One should also bear in mind that legal arguments are difficult to defend at this juncture for the simple reason that we are confronted with a systemic disrespect for the EU asylum acquis in many Member States. The most evident case is, of course, the Dublin system. NGOs will find it hard to pushthe Austrian and the German governments to comply with a regulation they have fought against for years. If we want our governments to comply with supranational rules, we have to ensure that transnational cooperation works again. The EU acquis must be applied in all Member States.

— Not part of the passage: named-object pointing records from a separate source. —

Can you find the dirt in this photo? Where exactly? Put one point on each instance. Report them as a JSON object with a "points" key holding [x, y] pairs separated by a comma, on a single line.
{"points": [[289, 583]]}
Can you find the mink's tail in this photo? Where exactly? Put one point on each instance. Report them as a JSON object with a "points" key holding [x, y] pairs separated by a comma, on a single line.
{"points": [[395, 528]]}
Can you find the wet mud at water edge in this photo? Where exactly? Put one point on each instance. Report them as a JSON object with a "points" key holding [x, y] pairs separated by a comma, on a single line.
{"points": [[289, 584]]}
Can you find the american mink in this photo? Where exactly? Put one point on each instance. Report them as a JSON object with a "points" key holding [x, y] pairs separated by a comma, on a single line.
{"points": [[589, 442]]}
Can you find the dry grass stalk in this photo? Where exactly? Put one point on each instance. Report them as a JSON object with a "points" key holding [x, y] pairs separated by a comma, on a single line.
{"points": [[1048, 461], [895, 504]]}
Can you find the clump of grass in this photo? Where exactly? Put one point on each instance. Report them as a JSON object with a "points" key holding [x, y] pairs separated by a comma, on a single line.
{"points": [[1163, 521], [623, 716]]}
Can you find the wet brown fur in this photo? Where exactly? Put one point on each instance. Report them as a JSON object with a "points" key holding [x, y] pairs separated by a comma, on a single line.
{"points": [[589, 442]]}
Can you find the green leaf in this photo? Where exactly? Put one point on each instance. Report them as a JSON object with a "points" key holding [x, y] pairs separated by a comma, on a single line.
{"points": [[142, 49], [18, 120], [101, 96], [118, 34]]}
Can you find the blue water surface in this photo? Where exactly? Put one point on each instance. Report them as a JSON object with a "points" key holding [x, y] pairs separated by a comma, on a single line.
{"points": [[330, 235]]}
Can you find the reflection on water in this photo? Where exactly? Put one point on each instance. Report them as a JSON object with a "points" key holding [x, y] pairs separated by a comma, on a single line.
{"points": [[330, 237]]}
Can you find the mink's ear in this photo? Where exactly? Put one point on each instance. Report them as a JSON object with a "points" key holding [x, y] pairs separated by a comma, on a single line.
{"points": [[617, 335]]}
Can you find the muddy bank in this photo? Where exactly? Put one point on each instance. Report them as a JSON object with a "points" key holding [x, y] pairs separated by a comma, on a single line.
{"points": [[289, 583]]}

In order to avoid misunderstandings, I should underline that none of the above is meant to abrogate from the obligations of states under the Geneva Convention or the ECHR. We should be careful, however, not to misrepresent their meaning, since the Geneva Convention, in particular, is in essence about the prohibition of refoulement – not about the free choice of the country in which to apply for asylum. Recital 4 rightly reminds states that a ‘satisfactory solution cannot be achieved without international cooperation.’ It is this cooperation that is not working in Europe.
It may be good news, therefore, that the Commission may soon propose afundamental recast of the Dublin rules which may embrace the proactive designation of the Member State responsible after first entry. If that initiative fails, the CEAS could fall apart sooner rather than later. In the meantime, it may prove beneficial that the provisions discussed above could grant the governments of central Europe some leeway for national responses which could build a bridge until the successor to Dublin is functioning. Otherwise, inter-state borders in Europe will again be much more than fine black lines on maps. The picture post-Dublin would be a return to a world pre-Schengen.